Comparative Analysis: MCP vs Traditional APIs
Feature
Traditional APIs
Model Context Protocol (MCP)
Tool Usage
Manual, bespoke code
Dynamic, standardized calls
Prompt Interaction
Basic text-based
Structured and context-aware
Context Handling
Limited
Integrated, built-in
Discovery
Manual
Dynamic and introspective
Security
Varies widely
Enforced mechanisms
MCP Architecture Overview
Fig. 1: MCP Client-Server Architecture.
MCP Core Concepts
Resources
Structured External Data: Exposes content such as text, audio, PDFs, system logs, and databases.
Types: Text Resources (e.g., JSON, source code) and Binary Resources (e.g., PDFs, videos).

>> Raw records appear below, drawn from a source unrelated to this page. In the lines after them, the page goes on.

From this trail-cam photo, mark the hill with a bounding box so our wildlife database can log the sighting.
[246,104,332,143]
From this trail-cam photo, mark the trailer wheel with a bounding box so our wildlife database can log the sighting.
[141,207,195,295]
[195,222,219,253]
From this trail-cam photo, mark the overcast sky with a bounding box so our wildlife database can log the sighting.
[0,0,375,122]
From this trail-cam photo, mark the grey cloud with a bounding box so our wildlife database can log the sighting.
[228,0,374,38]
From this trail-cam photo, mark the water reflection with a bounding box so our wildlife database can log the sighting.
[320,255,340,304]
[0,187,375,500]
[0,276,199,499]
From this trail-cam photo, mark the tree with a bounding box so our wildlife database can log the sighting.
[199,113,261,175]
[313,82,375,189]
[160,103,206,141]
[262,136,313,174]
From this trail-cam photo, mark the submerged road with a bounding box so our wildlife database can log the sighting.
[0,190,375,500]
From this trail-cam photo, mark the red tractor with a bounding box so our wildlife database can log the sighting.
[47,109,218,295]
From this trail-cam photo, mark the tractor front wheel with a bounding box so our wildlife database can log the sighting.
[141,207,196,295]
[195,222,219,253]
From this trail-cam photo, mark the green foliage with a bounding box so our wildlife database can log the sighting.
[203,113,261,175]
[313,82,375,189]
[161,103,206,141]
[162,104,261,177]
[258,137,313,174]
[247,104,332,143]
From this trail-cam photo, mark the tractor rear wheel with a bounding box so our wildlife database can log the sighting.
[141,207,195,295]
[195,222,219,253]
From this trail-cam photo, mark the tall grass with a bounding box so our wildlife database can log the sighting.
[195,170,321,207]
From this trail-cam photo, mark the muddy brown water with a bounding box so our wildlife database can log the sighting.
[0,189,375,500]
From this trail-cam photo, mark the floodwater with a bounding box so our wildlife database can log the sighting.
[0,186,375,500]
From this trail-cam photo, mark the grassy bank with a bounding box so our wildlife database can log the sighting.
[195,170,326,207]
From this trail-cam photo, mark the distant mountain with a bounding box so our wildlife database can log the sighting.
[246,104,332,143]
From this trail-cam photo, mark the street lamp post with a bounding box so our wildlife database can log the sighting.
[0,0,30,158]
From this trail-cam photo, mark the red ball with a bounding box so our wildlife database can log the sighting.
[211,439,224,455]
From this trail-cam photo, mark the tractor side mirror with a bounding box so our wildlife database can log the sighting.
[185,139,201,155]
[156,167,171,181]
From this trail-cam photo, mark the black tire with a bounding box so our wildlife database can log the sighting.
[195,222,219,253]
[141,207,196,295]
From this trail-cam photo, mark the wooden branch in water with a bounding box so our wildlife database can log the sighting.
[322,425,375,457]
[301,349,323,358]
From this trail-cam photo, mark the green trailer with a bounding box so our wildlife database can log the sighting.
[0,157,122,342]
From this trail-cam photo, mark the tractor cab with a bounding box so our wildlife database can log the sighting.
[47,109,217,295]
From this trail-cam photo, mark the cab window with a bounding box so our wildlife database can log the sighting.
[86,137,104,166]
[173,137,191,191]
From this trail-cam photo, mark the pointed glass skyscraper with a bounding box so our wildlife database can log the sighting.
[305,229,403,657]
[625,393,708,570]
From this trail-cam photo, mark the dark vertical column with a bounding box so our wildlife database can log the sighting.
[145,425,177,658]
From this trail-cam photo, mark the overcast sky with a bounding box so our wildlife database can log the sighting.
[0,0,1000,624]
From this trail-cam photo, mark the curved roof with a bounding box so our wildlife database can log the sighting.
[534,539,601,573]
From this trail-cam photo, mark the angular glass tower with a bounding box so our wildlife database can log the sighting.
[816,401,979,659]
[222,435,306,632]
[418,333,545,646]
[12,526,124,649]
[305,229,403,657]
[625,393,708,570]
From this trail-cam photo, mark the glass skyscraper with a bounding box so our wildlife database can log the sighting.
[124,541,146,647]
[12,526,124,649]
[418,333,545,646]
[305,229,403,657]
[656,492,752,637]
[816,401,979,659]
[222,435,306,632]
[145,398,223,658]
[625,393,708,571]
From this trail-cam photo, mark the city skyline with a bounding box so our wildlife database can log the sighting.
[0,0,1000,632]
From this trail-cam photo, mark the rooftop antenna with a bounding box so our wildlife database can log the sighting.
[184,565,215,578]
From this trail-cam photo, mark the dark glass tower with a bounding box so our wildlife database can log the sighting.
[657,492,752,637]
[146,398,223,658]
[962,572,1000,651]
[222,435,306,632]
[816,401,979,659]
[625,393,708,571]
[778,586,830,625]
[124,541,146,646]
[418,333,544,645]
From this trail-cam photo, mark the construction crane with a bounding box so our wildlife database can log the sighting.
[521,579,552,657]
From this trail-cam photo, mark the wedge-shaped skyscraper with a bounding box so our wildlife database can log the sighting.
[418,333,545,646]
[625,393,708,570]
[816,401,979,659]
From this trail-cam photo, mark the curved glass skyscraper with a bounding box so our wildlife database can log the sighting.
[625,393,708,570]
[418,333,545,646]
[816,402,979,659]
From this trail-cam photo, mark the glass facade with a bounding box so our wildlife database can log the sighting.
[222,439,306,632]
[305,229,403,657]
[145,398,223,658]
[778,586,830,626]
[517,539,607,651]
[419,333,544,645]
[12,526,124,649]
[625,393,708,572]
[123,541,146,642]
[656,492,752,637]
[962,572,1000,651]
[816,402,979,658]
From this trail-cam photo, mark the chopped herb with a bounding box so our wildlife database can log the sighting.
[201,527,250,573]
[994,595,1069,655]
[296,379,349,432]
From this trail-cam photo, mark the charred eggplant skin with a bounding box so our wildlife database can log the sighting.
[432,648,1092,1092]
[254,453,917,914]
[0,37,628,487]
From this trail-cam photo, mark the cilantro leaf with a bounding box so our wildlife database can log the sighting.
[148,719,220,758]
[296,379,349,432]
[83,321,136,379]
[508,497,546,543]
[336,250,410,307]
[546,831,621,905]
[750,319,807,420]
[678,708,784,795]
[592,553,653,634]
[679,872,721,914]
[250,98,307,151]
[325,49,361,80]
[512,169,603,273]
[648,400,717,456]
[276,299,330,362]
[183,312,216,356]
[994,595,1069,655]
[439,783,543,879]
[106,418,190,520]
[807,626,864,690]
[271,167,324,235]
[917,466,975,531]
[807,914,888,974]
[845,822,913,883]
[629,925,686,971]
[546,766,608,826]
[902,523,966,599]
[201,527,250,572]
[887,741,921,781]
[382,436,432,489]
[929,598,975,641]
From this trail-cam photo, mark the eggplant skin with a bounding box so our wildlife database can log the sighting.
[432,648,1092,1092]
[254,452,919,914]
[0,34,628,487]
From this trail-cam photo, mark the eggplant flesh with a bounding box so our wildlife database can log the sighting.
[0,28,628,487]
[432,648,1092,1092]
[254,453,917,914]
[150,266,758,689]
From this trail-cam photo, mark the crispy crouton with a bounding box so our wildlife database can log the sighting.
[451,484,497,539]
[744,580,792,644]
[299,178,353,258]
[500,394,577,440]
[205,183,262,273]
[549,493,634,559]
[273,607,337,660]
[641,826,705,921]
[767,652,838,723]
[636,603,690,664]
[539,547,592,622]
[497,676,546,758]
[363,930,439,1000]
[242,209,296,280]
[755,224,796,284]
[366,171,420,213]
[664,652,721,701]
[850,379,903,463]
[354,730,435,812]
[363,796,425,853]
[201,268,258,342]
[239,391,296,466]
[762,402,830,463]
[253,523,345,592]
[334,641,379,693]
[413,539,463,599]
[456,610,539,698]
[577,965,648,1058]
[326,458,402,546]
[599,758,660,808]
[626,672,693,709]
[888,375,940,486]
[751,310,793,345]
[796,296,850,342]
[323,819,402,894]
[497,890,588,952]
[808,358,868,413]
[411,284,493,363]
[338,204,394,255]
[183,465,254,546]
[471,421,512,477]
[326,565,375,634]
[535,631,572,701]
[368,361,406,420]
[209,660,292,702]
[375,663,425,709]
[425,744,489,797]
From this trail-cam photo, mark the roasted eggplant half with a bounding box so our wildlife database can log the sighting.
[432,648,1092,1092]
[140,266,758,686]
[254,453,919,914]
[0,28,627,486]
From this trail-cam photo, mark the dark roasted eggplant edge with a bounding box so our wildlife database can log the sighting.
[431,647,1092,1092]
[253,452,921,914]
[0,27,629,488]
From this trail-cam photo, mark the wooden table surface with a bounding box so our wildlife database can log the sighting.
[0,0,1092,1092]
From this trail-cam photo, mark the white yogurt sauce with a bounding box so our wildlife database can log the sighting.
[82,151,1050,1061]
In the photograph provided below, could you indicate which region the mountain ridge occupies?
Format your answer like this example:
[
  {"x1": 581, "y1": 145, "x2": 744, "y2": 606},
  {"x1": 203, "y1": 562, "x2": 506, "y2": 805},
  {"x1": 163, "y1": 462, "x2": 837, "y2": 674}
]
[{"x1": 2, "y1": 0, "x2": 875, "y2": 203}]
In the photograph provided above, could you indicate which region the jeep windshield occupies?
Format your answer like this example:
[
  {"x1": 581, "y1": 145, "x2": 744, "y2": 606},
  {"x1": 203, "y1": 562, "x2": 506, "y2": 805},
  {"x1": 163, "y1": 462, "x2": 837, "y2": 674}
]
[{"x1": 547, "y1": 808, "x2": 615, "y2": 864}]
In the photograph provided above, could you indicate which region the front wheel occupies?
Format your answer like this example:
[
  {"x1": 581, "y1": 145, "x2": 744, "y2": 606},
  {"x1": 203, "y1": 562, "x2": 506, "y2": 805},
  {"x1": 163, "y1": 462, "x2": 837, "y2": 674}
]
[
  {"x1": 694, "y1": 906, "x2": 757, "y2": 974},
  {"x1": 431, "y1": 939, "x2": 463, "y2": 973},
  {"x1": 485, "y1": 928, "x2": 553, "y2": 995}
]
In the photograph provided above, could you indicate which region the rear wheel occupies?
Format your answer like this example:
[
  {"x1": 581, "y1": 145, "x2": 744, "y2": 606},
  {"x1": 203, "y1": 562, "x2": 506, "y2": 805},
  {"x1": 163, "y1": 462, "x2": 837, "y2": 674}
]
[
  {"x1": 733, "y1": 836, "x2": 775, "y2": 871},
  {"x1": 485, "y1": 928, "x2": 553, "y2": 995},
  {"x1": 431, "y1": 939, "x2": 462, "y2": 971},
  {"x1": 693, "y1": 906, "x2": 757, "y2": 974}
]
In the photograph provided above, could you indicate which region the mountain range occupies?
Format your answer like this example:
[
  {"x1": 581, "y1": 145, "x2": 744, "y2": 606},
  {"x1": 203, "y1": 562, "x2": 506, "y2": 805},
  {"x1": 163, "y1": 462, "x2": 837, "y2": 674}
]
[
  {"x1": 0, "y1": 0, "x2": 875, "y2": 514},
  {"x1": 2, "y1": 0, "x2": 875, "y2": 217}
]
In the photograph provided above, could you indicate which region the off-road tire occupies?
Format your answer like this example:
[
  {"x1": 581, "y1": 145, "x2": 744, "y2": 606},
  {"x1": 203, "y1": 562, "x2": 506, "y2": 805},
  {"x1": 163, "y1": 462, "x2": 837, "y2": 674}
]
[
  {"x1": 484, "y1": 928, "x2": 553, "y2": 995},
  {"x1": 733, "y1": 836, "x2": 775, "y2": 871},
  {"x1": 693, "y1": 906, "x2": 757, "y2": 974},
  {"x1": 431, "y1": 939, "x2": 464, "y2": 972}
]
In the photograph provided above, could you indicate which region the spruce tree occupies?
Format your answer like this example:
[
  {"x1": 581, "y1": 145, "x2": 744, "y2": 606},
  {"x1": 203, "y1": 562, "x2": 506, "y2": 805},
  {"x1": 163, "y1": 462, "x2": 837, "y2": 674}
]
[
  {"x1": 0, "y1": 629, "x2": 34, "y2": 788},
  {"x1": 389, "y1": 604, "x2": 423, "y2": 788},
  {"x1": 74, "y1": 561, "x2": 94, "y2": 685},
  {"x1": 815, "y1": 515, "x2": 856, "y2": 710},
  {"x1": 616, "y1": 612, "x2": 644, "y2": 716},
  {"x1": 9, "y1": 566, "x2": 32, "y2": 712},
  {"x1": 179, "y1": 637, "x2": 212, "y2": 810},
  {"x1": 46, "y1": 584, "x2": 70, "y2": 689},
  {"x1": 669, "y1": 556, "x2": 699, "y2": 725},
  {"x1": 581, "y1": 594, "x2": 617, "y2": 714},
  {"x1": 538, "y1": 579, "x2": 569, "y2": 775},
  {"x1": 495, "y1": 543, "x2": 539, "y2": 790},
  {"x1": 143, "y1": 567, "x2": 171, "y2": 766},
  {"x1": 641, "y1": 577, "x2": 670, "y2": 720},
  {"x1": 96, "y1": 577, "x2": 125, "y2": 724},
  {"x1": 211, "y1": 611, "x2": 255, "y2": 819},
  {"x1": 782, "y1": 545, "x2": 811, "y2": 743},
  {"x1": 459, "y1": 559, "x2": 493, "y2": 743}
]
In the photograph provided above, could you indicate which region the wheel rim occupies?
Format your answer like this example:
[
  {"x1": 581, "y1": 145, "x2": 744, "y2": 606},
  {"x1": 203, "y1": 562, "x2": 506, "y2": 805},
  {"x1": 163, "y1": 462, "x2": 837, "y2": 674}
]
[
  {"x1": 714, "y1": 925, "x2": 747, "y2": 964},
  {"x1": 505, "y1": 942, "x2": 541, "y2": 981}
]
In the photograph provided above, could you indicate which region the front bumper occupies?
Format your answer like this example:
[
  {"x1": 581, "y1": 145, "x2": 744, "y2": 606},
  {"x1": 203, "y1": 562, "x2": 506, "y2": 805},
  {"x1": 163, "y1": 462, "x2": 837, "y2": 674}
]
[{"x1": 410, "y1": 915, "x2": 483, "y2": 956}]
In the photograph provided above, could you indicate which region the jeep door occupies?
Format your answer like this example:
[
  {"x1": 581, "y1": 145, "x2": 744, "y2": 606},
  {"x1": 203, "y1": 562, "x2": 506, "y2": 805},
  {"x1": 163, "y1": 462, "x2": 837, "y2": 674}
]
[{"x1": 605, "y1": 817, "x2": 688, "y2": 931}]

Discovery: Via endpoints like resources/list and URI templates.
Prompts
Reusable Templates: For standardized LLM interactions.
Dynamic Context Injection: Supports arguments and multi-step workflows.
Access Points: Via prompts/list and prompts/get.
Tools
Fig. 2: Tools provide active invocation using defined JSON schemas.
Executable Capabilities: Trigger actions and external system calls.
Definition: Each tool is defined with a name, description, input/output schema, and validation.
Invocation: Accessed via tools/list and invoked using tools/call.
Sampling
Fig. 3: Secure and contextual LLM completions via MCP sampling.
Server-Initiated: Sends messages to the LLM through the client.
Human-in-the-Loop: Incorporates review/approval for secure execution.
Control Parameters: Enables fine-tuning (temperature, token limits, etc.).
Roots
Fig. 4: Roots define operational boundaries using URIs.
Logical Boundaries: Define scopes (directories, API endpoints) for resource access.